The book, Young Bradman, goes on to say the family, who then moved to Bowral, would have had plenty of income from the rent of the cottages.
“In his autobiographies, Don Bradman describes his father as a carpenter, which was true,” Mr Rowe said.
“But it hid the fact that the family had plenty of money behind them.
“The first job Don Bradman took was at a Bowral estate agency, which could be a sign of how the Bradman family was at home with property deals.
“It also matters because a lack of money worries meant Don’s father could accompany him to Sydney by train for his crucial trial at the Sydney Cricket Ground in October 1926.
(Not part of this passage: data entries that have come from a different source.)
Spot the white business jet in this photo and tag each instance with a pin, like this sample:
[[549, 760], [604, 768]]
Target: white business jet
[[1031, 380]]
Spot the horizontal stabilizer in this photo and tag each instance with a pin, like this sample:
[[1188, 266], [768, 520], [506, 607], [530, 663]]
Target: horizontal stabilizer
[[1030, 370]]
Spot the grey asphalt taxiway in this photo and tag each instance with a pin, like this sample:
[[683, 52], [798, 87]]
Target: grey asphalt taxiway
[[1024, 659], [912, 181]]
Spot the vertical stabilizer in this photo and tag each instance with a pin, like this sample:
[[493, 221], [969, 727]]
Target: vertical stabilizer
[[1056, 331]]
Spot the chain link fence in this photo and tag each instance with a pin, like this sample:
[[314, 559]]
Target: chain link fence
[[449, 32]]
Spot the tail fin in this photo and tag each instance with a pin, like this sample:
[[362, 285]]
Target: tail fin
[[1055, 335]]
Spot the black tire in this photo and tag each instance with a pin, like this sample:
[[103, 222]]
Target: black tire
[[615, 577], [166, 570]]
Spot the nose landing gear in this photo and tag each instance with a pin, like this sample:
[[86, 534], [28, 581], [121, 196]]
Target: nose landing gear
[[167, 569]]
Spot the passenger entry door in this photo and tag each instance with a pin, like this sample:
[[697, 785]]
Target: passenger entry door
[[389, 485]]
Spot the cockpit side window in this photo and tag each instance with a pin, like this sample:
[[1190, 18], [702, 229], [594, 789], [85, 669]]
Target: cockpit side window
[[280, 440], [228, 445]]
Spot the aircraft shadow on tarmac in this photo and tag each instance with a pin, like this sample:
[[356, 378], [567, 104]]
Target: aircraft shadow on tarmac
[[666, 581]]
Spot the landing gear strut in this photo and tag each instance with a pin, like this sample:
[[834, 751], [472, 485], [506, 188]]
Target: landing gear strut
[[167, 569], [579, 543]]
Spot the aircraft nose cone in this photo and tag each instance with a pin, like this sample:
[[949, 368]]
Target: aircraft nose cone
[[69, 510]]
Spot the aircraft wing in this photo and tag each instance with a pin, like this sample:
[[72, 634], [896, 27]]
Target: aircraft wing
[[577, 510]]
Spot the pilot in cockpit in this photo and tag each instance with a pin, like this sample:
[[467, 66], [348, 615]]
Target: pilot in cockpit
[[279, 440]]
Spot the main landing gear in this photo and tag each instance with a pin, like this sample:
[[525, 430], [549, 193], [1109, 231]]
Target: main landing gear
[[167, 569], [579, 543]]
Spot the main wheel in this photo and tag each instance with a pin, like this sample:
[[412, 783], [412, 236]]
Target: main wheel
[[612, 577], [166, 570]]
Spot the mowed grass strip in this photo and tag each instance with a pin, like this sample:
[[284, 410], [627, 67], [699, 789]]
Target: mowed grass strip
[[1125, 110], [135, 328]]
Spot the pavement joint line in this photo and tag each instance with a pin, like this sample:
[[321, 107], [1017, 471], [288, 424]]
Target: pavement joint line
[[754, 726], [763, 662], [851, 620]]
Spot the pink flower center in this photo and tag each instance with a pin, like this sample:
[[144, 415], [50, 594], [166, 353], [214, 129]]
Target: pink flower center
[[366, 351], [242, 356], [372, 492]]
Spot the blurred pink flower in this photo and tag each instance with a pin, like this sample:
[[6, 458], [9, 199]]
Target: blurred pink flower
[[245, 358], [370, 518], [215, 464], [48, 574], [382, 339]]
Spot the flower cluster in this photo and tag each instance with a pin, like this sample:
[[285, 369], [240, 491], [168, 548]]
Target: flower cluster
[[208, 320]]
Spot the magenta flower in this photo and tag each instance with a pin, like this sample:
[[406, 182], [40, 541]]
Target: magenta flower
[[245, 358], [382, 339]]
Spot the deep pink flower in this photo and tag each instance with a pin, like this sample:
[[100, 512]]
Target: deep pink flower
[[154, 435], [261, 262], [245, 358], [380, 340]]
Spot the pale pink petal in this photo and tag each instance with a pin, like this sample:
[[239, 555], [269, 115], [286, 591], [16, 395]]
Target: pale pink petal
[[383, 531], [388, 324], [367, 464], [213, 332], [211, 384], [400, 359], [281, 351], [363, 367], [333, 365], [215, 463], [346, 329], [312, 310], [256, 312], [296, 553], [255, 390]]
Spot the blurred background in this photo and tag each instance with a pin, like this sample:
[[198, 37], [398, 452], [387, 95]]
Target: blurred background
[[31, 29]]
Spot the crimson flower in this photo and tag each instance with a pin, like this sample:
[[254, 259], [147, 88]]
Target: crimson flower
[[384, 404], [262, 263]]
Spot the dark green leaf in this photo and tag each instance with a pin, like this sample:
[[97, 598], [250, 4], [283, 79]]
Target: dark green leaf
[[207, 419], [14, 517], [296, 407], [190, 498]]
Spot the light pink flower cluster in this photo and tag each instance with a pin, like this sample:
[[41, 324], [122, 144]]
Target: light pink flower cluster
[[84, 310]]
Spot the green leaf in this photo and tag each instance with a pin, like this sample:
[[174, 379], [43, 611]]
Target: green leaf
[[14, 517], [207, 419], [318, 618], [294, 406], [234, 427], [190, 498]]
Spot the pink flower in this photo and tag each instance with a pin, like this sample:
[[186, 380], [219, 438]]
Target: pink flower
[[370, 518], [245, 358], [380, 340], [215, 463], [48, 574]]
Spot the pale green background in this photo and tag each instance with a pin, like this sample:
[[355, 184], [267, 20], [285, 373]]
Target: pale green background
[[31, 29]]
“He was doing his best to avoid jealousy – he faced enough envy from his fellow cricketers.”
The book, published in the UK by the Association of Cricket Statisticians, covers Bradman’s life until May 1930, when his outstanding batting for Australia made him world-famous.
After leaving Cootamundra, the family moved to the Southern Highlands where Bradman's mother's family came from. Another reason for the move may have been the death in 1907 of George Bradman's father Charles, an 1840s emigrant from England, who settled and prospered as a farmer outside Cootamundra.
“Though the events in my book are a century old, I was struck by how relevant Bradman’s story is now, and indeed for the future,” Mr Rowe said.
“Bradman was so much more successful than any other batsman, at the time and since. No-one is remotely his equal, despite all the coaching and academies and sports science.
“Why are Bradman’s methods – his famous game with a golf ball and stick against his water tank at his childhood home – not analysed and copied?
“It remains a mystery to me how Bradman did what he did; the only consolation is that Bradman could not explain it either.”